The six of us moved on our bellies, out toward the jumbled remains in the killing field of the mudflat, as one, without any signal. The ability of Marines in combat to need a whole lot fewer signals and orders than the guys doing all the training back home thought they needed amazed me, once again. We had become homogenized into one thinking and feeling entity by bitter and brutal circumstances.

We moved just like the almost shimmering gray images of the other recoverers of the dead from the enemy side. We crawled, chests touching the mud, and then slid along until encountering some of the rock debris that had been scattered about by the impact of the recoilless rounds against the face of the cliff.

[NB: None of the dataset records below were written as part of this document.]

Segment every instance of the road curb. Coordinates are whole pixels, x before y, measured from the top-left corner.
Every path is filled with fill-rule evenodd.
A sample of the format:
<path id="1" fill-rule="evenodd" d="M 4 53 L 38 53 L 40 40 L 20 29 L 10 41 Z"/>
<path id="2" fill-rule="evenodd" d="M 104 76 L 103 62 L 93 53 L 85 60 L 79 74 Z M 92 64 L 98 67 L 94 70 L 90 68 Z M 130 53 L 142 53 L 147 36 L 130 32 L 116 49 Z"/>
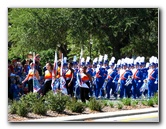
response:
<path id="1" fill-rule="evenodd" d="M 54 118 L 42 118 L 42 119 L 33 119 L 26 120 L 22 122 L 83 122 L 87 120 L 108 118 L 108 117 L 119 117 L 126 115 L 138 115 L 146 113 L 158 112 L 158 108 L 145 108 L 145 109 L 135 109 L 135 110 L 122 110 L 116 112 L 104 112 L 96 114 L 82 114 L 74 116 L 65 116 L 65 117 L 54 117 Z"/>

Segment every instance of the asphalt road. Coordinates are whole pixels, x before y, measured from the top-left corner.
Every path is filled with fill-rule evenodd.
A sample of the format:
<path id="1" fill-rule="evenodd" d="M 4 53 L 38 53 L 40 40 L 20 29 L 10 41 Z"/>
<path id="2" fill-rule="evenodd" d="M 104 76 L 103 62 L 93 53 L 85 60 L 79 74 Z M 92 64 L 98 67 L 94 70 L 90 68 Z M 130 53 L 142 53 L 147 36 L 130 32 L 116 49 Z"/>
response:
<path id="1" fill-rule="evenodd" d="M 159 114 L 156 112 L 131 116 L 110 117 L 91 120 L 91 122 L 159 122 Z"/>

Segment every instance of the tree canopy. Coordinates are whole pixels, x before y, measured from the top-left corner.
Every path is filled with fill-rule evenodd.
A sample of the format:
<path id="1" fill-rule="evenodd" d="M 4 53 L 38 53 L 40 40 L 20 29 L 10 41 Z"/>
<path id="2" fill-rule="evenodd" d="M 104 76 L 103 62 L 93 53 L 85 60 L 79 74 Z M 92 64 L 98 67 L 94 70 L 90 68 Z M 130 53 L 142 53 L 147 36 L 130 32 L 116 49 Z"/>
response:
<path id="1" fill-rule="evenodd" d="M 158 8 L 9 8 L 9 58 L 47 50 L 73 58 L 81 48 L 85 57 L 91 49 L 92 59 L 158 56 L 158 13 Z"/>

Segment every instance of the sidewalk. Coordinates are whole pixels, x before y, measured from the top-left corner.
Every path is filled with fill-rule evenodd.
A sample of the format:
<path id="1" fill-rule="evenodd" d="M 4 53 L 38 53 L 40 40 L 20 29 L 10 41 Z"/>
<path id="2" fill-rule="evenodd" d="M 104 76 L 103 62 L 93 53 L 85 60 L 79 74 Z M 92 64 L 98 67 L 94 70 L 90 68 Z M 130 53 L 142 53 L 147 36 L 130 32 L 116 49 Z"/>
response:
<path id="1" fill-rule="evenodd" d="M 158 108 L 145 108 L 145 109 L 135 109 L 135 110 L 123 110 L 116 112 L 104 112 L 96 114 L 83 114 L 83 115 L 74 115 L 74 116 L 64 116 L 64 117 L 54 117 L 54 118 L 42 118 L 42 119 L 33 119 L 26 120 L 22 122 L 82 122 L 88 119 L 101 119 L 108 117 L 118 117 L 126 115 L 137 115 L 145 113 L 158 112 Z"/>

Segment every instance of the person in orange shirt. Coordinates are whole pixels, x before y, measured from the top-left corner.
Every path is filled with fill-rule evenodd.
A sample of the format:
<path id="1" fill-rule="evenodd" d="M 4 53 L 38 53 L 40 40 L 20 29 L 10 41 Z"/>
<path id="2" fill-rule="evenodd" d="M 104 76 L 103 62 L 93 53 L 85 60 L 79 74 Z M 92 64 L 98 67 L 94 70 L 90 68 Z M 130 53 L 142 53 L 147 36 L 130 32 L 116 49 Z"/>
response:
<path id="1" fill-rule="evenodd" d="M 73 67 L 73 63 L 69 62 L 68 63 L 68 70 L 66 71 L 66 74 L 65 74 L 67 93 L 71 97 L 74 96 L 74 94 L 73 94 L 73 88 L 74 88 L 74 83 L 73 83 L 74 70 L 73 70 L 72 67 Z"/>
<path id="2" fill-rule="evenodd" d="M 33 92 L 33 77 L 35 77 L 37 80 L 40 79 L 38 70 L 35 69 L 34 71 L 34 66 L 35 64 L 31 62 L 30 63 L 31 69 L 29 70 L 26 78 L 22 81 L 22 83 L 25 83 L 26 81 L 28 81 L 28 92 Z"/>
<path id="3" fill-rule="evenodd" d="M 53 71 L 53 65 L 48 62 L 46 64 L 46 71 L 44 76 L 44 87 L 43 87 L 43 95 L 46 95 L 46 93 L 50 90 L 52 90 L 51 83 L 52 83 L 52 71 Z"/>
<path id="4" fill-rule="evenodd" d="M 82 102 L 89 100 L 89 88 L 90 83 L 92 84 L 92 77 L 87 73 L 87 66 L 83 66 L 80 71 L 81 86 L 80 86 L 80 98 Z"/>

In my mind, as I moved, I thought about the futility of retrieving a dead body while risking the living bodies of six more, but in my heart, I was a Marine, and I was being watched by hundreds of other Marines with the same kind of beating hearts. I could not fail them. I could not fail them even if I died in the attempt. After almost a month in constant combat, the fear of death had still not left me, but the prospect of its eventuality had seeped into every pore of my body. I had learned that one day, and quite possibly this day, I would die. That concept had been taught to me since I was a young boy but the reality of it had never truly entered into my belief system, and now it was part of every fiber of my physical and mental being. Death was not an ‘if’ thing. It was a ‘when’ thing.